Reputation: 20906
Im trying to load hdfs data as external but get the following error.
The folder ml-100k has multiple datasets with different datasets, so I just need to load that particular file.
hive> create external table movie_ratings (movie_id int, user_id int, ratings int, field_4 int) location 'hdfs://hadoop-master:8020/user/hduser/gutenberg/ml-100k/u.data'
> ;
FAILED: Execution Error, return code 1 from org.apache.hadoop.hive.ql.exec.DDLTask. MetaException(message:hdfs://hadoop-master:8020/user/hduser/gutenberg/ml-100k/u.data is not a directory or unable to create one)
Upvotes: 2
Views: 2253
Reputation: 3973
You cannot create a Hive table over a specific file, you need to give a directory.
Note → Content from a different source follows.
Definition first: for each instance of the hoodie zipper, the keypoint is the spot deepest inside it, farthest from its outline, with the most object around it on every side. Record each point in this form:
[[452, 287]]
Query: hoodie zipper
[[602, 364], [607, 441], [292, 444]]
So you can create a subdirectory under ml-100k/
and use it like this :
create external table movie_ratings (movie_id int, user_id int, ratings int, field_4 int) location 'hdfs://hadoop-master:8020/user/hduser/gutenberg/ml-100k/new_subfilder/'
The bug mentioned by @Dudu may solve a specific case, but its not safe for general use, because inserting into such table will create new files and will never append the specified one !
Upvotes: 0
Reputation: 44991
You cannot create a table that points to a file, only to a directory, but there is a feature/bug that allows you to alter the location to a specific file.
create external table movie_ratings (movie_id int, user_id int, ratings int, field_4 int) location 'hdfs://hadoop-master:8020/user/hduser/gutenberg/ml-100k';
alter table movie_ratings set location 'hdfs://hadoop-master:8020/user/hduser/gutenberg/ml-100k/u.data';
Upvotes: 4